While 40 Hz ASSR deficits have been consistently observed in SSD and AP patients, studies have typically focused on a few channels on the frontal central sites of the EEG (Onitsuka et al., Reference Onitsuka, Tsuchimoto, Oribe, Spencer and Hirano2022). Analysing ASSR activity from the whole-scalp EEG channels offers an advantage over using a few EEG channels by providing a more comprehensive and accurate representation of brain activity, leading to more reliable and clinically relevant insights. Whole-scalp analysis captures the full spatial distribution of ASSR responses, enhancing the ability to detect subtle abnormalities and differentiate between localised versus widespread dysfunction. This approach reduces the risk of missing important neural signals that might be impaired in patients but undetected by a limited number of channels, offering a richer and more detailed picture of neural activity. While source-level analyses are valuable for pinpointing the spatial origin of ASSR deficits (Grent-’t-Jong et al., Reference Grent-’t-Jong, Gajwani, Gross, Gumley, Krishnadas, Lawrie, Schwannauer, Schultze-Lutter and Uhlhaas2021; Koshiyama et al., Reference Koshiyama, Miyakoshi, Thomas, Joshi, Molina, Tanaka-Koshiyama, Sprock, Braff, Swerdlow and Light2021b), scalp-level ASSR provide clinically meaningful information despite being more global due to volume conductance (Nunez and Srinivasan, Reference Nunez and Srinivasan2006). It reflects the overall integrity of the auditory system, including how well the brain can synchronise with external auditory stimuli. In psychosis, disruptions in these processes are often detectable at the scalp level and are associated with broader cognitive and functional impairments. Thus, scalp-level ASSR can serve as a biomarker for identifying patients at risk of poorer outcomes, guiding interventions, and tailoring treatment plans (Javitt et al., Reference Javitt, Spencer, Thaker, Winterer and Hajos2008; Donde et al., Reference Donde, Kantrowitz, Medalia, Saperstein, Balla, Sehatpour, Martinez, O.’connell and Javitt2023).

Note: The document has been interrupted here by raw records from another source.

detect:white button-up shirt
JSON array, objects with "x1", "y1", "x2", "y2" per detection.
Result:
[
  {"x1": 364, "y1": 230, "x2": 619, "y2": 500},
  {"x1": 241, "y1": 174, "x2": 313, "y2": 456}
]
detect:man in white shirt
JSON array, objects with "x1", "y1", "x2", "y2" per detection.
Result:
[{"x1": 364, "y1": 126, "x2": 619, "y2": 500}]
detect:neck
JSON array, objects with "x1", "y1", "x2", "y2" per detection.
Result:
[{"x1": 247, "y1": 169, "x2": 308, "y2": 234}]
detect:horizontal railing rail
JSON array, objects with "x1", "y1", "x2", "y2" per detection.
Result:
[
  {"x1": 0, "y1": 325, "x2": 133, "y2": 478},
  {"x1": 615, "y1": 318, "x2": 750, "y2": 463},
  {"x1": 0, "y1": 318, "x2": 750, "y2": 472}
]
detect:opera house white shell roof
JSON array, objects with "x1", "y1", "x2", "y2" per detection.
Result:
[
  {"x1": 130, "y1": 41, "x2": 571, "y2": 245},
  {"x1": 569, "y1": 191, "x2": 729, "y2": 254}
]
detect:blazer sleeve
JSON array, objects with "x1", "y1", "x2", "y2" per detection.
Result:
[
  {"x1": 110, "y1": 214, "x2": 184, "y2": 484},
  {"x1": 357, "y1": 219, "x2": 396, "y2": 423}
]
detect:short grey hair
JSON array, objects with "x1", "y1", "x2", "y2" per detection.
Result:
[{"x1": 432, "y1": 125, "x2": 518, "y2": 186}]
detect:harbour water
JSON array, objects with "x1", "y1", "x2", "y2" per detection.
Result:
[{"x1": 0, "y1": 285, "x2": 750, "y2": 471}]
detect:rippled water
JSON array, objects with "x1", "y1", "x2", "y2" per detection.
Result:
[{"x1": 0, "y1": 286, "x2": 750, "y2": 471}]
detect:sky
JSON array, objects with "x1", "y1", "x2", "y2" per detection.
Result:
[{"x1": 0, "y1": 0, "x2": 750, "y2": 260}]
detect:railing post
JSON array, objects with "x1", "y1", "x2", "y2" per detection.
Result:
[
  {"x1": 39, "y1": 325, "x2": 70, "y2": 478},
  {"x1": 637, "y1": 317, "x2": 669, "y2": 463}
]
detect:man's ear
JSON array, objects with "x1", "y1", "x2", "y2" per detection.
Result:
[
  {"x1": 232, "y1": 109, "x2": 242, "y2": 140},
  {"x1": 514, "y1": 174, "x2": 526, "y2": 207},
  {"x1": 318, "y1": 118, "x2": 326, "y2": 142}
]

Machine learning applied to these EEG data might provide a means to accurately predict disease status and trajectories (Barros et al., Reference Barros, Silva and Pinheiro2021), complementing clinical variables with EEG-based biomarkers. Machine learning methods can handle multivariate and complex data and extract or select representations of relevant data features for training classifiers (Saeidi et al., Reference Saeidi, Karwowski, Farahani, Fiok, Taiar, Hancock and Al-Juaid2021). The accuracy of the classifier depends on the choice of the classifier algorithm or functional form. Administering a battery of classifiers in both PLF and PWE can reveal which type of classifier performs the best with respect to each paradigm, while permutation analysis can establish the robustness of the classifiers. With some types of classifiers, the importance of each channel in either PLF or PWE can be assessed directly, but for other classifiers the importance is assessed by examining the classification accuracy with and without the channel. Taking this idea further, one can create ensemble rankings of each channel for PLF and PWE across the different classifiers revealing highly discriminatory channels. Through this machine learning approach, we assess EEG patterns in whole-scalp 40 Hz ASSR as potential biomarkers of psychosis. To date we are unaware of studies of ASSR applying machine learning methods on EEG with whole-scalp electrodes, and therefore, this study focusses on addressing this gap.
Additionally, studies have found associations that ASSR PLF or PWE deficits in psychosis are associated with clinical symptoms and functioning in patients (Mulert et al., Reference Mulert, Kirsch, Pascual-Marqui, Mccarley and Spencer2011; Zhou et al., Reference Zhou, Mueller, Spencer, Mallya, Lewandowski, Norris, Levy, Cohen, Ongur and Hall2018; Koshiyama et al., Reference Koshiyama, Miyakoshi, Thomas, Joshi, Molina, Tanaka-Koshiyama, Sprock, Braff, Swerdlow and Light2021b). However, testing clinical assessments individually is statistically suboptimal, given that many of these assessments are interrelated, either positively or negatively. Using principal component analysis (PCA) to group correlated clinical variables into components improves our ability to understand and interpret the relationships between clinical variables and channel-wise measurements of PLF and PWE.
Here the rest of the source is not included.